Add some prevention –be an adult about adultery:
Make a commitment to God’s standards of purity. Regardless of past or present failures, make a commitment to maintain God’s biblical standards. The Bible says that sex is for marriage only – not before marriage, not outside of marriage.
Psalms 119:9, “How can a young man cleanse his way? By taking heed according to Your word.”
Adultery should never be an option. There is no justification for it.

Joseph could have given in. He could have reasoned: “I’m young, attractive, single, I’m in a foreign country, it’s acceptable in this society, she wants it, I desire it, it might help me in my career, I am emotionally scarred, my brothers hate me, sold me into slavery, my mother died when I was young, I’ve had a terrible life, deprived of love – I DESERVE IT!

Instead Joseph turned and ran. He said, “I will not sin against my God.”
Proverbs says, “Be faithful to your own wife. Give your love to her alone” (5:15). Literally it says, “Drink water from your own cistern, and running water from your own well.”

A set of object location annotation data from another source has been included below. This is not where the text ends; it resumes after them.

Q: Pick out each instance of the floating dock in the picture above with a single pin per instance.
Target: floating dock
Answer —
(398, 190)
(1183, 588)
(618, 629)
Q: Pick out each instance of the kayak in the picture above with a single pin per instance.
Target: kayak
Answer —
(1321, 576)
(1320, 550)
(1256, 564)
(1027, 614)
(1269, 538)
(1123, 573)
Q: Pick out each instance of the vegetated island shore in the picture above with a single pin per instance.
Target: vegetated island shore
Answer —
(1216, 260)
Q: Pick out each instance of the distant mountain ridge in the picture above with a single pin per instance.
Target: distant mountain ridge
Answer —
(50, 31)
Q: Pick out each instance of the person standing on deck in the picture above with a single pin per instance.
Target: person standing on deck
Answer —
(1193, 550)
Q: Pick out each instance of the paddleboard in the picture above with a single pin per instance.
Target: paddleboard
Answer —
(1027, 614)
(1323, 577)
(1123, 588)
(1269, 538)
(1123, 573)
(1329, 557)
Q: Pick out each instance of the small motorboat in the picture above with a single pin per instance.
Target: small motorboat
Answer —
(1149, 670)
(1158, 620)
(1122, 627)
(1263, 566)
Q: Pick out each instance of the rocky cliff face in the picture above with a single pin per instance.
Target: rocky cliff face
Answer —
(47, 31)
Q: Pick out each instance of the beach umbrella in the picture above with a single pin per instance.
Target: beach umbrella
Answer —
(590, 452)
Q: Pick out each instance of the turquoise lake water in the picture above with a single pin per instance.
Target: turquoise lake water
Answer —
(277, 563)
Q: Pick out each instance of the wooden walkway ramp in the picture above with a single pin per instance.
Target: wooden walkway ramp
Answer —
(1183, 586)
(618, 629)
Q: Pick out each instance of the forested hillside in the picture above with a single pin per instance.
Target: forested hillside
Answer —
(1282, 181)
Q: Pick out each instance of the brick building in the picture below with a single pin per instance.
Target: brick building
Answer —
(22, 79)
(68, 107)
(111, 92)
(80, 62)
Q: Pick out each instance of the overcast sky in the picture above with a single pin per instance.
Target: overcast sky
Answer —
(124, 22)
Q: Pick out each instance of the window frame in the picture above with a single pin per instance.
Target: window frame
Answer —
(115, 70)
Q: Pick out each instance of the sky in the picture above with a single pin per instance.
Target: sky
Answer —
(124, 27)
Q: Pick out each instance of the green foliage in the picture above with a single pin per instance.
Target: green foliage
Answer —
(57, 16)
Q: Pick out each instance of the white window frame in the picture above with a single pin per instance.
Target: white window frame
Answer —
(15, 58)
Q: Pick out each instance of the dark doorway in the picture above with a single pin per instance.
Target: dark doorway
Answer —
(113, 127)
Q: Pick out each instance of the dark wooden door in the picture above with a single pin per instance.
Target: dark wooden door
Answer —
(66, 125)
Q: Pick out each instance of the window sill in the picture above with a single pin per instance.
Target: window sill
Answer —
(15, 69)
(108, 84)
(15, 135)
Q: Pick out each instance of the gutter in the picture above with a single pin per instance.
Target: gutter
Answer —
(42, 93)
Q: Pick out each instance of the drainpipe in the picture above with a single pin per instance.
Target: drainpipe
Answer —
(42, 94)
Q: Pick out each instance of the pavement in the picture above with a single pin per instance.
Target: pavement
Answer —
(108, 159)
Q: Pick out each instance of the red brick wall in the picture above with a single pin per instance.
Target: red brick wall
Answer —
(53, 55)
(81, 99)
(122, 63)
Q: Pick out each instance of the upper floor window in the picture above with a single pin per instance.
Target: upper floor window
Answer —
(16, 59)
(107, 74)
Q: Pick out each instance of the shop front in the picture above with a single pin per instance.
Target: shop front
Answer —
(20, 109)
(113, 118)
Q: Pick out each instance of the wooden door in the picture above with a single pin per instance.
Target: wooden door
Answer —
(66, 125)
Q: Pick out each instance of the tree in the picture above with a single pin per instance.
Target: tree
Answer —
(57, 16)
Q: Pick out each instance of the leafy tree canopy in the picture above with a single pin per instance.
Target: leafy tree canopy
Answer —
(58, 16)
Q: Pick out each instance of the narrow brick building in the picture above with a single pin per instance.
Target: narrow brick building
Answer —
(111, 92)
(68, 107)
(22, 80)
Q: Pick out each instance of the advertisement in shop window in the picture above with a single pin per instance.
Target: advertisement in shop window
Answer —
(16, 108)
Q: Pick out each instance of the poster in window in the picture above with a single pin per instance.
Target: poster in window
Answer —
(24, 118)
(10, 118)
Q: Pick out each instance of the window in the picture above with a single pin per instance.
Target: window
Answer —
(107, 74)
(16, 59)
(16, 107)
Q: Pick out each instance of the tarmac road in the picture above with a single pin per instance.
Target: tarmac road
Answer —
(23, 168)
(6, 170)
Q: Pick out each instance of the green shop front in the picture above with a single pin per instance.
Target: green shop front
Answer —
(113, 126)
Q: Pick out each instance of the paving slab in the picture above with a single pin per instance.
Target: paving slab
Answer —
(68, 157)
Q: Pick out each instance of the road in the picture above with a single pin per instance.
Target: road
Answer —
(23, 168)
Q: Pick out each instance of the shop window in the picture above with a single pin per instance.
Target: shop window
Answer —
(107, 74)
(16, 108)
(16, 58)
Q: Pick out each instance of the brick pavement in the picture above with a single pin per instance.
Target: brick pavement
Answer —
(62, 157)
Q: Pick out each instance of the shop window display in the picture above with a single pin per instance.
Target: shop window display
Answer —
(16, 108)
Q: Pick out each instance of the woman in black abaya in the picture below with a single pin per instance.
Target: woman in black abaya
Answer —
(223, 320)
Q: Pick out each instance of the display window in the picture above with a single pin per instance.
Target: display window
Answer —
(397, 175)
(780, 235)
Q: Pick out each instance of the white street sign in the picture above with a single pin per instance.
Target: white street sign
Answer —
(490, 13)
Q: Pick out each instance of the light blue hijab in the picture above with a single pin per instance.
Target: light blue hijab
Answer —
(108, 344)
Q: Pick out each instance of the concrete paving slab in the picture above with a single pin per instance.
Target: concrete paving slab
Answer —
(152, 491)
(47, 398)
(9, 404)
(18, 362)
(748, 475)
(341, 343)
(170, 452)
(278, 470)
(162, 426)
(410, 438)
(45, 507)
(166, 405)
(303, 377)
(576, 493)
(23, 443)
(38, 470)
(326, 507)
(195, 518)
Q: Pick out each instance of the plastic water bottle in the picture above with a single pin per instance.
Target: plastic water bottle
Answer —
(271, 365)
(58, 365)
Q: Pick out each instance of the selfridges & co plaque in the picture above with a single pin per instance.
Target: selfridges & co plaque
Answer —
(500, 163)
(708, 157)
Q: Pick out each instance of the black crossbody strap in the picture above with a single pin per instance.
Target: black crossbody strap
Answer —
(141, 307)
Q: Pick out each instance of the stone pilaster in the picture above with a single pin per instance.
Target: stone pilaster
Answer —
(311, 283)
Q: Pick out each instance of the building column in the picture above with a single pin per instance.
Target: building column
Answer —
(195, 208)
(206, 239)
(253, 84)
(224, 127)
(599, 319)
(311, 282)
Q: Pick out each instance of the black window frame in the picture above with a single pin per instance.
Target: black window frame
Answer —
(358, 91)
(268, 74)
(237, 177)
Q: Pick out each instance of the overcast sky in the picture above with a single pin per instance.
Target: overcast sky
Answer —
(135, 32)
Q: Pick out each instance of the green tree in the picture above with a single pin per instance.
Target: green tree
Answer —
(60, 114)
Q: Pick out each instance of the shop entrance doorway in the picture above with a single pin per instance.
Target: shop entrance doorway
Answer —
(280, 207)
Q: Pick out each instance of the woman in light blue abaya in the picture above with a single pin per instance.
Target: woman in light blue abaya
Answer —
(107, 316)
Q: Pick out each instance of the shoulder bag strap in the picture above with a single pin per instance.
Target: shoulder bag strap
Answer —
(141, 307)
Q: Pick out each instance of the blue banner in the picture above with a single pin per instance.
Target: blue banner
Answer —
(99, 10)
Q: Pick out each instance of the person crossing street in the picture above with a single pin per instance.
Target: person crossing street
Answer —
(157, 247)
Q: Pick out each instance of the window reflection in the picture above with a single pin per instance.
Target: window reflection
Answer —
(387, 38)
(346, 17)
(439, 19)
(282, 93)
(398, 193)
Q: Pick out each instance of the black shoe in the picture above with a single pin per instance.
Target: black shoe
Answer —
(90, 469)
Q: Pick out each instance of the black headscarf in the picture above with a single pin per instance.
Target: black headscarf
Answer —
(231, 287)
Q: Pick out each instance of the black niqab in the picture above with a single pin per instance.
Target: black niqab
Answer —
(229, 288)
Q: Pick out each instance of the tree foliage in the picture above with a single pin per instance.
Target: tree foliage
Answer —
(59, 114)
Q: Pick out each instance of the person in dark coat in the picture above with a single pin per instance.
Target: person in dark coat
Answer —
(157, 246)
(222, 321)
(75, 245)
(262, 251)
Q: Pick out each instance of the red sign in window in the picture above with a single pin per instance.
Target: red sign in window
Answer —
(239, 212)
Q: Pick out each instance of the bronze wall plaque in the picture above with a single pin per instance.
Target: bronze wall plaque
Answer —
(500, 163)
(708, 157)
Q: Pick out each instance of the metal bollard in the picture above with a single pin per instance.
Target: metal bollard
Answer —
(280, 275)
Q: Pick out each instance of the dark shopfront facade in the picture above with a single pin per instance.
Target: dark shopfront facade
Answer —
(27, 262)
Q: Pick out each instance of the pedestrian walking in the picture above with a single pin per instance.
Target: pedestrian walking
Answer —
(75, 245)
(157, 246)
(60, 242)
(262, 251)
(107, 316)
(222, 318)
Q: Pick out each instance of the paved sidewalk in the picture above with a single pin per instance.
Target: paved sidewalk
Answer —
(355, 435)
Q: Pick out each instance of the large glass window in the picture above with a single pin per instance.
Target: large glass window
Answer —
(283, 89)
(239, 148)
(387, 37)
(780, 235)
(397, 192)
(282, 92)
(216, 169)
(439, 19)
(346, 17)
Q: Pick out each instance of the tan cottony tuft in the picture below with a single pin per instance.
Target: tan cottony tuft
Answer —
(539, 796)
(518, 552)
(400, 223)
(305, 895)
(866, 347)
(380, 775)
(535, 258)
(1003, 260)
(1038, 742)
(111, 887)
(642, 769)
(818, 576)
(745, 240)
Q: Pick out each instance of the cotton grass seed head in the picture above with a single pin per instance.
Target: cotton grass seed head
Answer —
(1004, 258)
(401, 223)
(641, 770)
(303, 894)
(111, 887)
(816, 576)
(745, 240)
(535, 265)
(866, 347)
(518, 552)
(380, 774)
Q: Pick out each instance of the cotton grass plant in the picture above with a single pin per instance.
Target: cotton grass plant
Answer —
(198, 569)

Make a commitment to God’s standards And Magnify the Consequences.
Remind yourself of the devastation that is caused by sexual sin. The shame never goes away. The sense of loss to everyone is enormous.
Proverbs 6:26 says, “An adulterer will prey upon a man’s precious life, he will be reduced to a crust of bread.”

Here are three reasons to be faithful to your husband or wife: (1) I love Jesus Christ. He said if you love me keep my commandments, (2) I love my wife (or husband) and kids. The thought of hurting them is unbearable to even think of. (3) I fear the judgment of God. The Bible says, “Adulterers and fornicators God will judge” (Heb.13:4).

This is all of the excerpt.